In researching the column, I spoke with Lauren Bornfriend, head of the Philadelphia Parks Alliance, to discuss with her a notion that had been nagging at me ever since the trash-tax idea was floated:
If the city makes it more difficult or expensive to get rid of our trash, the trash will show up in our parks.
Bornfriend didn’t want to discuss specifics about a trash tax (she was more focused on coaxing good candidates to apply for membership on the Fairmount Park Commission, before yesterday’s application deadline passed).
But she did say that dumping remains a huge problem in the Park. Bags and bags of garbage find their way into our green spaces there, dumped off the main roads, into ravines, at the bottom of hills. You name the place, it’s been desecrated by trash.

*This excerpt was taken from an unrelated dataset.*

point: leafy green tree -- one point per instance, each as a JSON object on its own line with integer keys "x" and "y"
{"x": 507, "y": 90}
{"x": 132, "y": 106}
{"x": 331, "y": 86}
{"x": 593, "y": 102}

“Philadelphians have a bizarre relationship with trash,” she says. “Why they won’t wait until trash day to put it at the curb is beyond me. When they want to get it out of the house, they just get it out of the house,” she says.
Short-dumping is also a big problem. One small-time contractor I spoke with said he has paid city sanitation workers extra money, straight out of his wallet, to haul off construction debris that wouldn’t normally be accepted by the city for disposal.
“It’s routine,” he says. “If you don’t have enough trash for a dumpster, you can always find a trash worker to pay off. Where they take it, I don’t know.”
In my own neighborhood, you can always find a small-time entrepreneur with a truck who will haul away large items – torn sofas, broken picnic tables, old dishwashers, you name it – for a flat fee.
I suspect some of it finds its way into the park. Don’t believe me? Drive down some of the park’s more remote roads and see for yourself.
I think the city could run a successful trash-fee program. But it needs to be well-thought-out, user-friendly and fair to all citizens.
Otherwise, people looking to avoid the fee will dump their trash in the park – or any other remote place where, under cover of night, we won’t see them do the deed.